Armas, morte animal, menção de suicídio e sangue.

Este capítulo tem descrições gráficas e pode perturbar alguns leitores mais sensíveis. Discrição é aconselhada.



Clara

Mais tarde, naquela mesma noite horrível, o Ryan insistiu em levar-me para o andar de cima, para sair dali. Cada minuto que eu passava perto do alçapão ficava pior e pior, mas eu queria ajudar, então estava constantemente a debater-me quando ele puxou-me pelo braço até ao quarto, não me deixando escolha. Desde que desenhei aquele símbolo de proteção, sinto todas as minhas veias do corpo a contorcerem-se e entrarem em combustão, assim como o símbolo fundiu-se á madeira. Porém, não é uma dor constante. Só consigo descrever a sensação de vai e vem como um pulsar lento, se é que faz sentido. 

No quarto consegui estancar a hemorragia, que antes corria mais rápido do que eu conseguia limpar. Ele passa o lenço no meu queixo uma última vez, analisa-me preocupado e leva-me a mão á testa.

- Estás a ferver. Estás bem? Não te sentes tonta nem mal disposta? - Respondo que não com a cabeça e ele arqueia a sobrancelha, como faz quando não está convencido nem um pouco. Ele é extremamente meticuloso nestas coisas. 

- Eu não solicitei os cuidados do Dr. Cooper, obrigada. - Digo bastante aborrecida, mas ele ignora-me.

Afastar-me dali deixou-me ligeiramente melhor, porém as dores continuam suficientemente dolorosas para fazer-me encolher, mas ao fazê-lo, faço-o disfarçadamente para não o preocupar ainda mais. Ele não entende mesmo quando está a ser um pouco demais. Só preciso de um tempo. Isto de certeza que vai passar. Espero. Um pouco depois, o Ryan sai do quarto. 

Agora sozinha olho para todo o meu corpo.
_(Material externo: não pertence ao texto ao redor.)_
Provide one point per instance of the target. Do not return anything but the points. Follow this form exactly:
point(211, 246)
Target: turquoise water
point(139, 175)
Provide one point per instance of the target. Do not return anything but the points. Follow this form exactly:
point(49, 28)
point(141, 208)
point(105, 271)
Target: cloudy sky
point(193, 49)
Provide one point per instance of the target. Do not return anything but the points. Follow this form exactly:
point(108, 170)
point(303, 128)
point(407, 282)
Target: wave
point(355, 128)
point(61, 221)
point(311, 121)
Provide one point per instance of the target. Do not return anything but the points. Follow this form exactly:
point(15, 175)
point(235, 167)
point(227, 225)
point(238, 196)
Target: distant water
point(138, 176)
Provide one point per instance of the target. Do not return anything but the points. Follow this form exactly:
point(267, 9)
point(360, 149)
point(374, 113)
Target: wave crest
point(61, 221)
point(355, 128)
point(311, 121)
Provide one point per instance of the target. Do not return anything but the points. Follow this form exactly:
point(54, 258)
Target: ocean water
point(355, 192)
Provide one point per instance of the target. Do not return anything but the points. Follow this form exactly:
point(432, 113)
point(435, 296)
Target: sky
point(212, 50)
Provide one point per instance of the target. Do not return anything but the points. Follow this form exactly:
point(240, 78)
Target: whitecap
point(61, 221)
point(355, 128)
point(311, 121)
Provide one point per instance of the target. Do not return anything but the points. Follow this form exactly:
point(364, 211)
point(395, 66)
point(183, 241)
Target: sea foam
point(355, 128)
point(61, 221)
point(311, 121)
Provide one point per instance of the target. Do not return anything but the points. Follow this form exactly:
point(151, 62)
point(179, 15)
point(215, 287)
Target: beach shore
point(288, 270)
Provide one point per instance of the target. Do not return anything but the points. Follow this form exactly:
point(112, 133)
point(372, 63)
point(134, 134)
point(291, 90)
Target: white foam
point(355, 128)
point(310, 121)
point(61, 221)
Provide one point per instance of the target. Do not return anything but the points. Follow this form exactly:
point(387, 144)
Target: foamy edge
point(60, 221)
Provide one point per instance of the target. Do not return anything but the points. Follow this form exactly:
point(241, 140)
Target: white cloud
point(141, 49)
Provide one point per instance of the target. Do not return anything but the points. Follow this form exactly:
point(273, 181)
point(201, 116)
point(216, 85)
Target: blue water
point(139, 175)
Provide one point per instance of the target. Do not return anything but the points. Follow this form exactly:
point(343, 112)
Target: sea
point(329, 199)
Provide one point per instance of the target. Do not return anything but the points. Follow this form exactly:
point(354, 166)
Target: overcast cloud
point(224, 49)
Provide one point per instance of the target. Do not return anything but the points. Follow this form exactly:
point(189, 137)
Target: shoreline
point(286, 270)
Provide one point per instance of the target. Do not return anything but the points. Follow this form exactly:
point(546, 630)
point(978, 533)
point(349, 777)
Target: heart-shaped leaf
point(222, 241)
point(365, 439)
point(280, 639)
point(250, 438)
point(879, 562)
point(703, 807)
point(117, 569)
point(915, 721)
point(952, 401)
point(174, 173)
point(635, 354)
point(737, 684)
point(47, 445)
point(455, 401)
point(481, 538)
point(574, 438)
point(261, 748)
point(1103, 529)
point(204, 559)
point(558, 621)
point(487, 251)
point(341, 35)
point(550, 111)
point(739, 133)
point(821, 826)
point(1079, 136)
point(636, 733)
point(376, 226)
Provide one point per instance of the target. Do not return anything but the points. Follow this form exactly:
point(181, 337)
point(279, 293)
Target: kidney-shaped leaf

Aquele cheiro horrível continua empregando no tecido da minha roupa e até na minha pele. Sinto-me totalmente suja, mas de um jeito diferente. Do jeito que, mesmo que tomasse banho vinte vezes e, se nessas vezes todas, esfregasse todo o meu corpo com uma esponja rija, não iria conseguir tirar esta sensação desconfortável. Os meus braços, assim como as minhas pernas, estão cobertos de arranhões pequenos e manchas escuras da água. 

Outra pancada de dor atinge-me, mas mais forte no meu ventre. Corro para a casa de banho para vomitar, mas bato de frente com o Ryan, que tinha acabado de me preparar um banho. Antes que ele me perguntasse, passei por ele e apoiei-me no vaso sanitário com ambas as mãos, onde deixei sair tudo. Afasto as mãos que aparecem para me agarrarem o cabelo. 

- Sai daqui, por favor. 

Aqui, no chão da casa de banho e neste estado miserável, sinto um medo tremendo de morrer. Não tenho forças no momento para me levantar, só quero chorar. Por vezes penso se não seria essa a minha escapatória disto tudo, mas depois lembro-me de quem arriscou a própria vida por mim e não me abandonou para se salvar. Por isso não, não tenho coragem. Preciso de continuar, por eles, pelo Ryan. Pela Marie. Ainda por mais, não sou uma pessoa que me contento por mistérios meio-resolvidos. 

Levanto-me enquanto limpo os cantos da boca com a manga da camisola. Os meus olhos encontram os de Ryan, que ainda não tinha ido embora. 

-  Vais ficar aí a ver-me despir? - Pergunto ironicamente, mas ele permanece em silencio por pouco mais que alguns segundos e os seus olhos transmitem firmeza e ao mesmo tempo preocupação. 

- O que se está a passar contigo, Clara? - A sua voz sai rouca de cansaço e sinto que está magoado comigo. Não respondo. Preciso de um tempo para pensar e descansar, sem ter alguém sempre a cuidar de mim e salvar-me de tudo. Insatisfeito com o meu silêncio, acena a cabeça e pressiona os lábios. - Tudo bem. - Sai da divisão e fecha a porte atrás de si.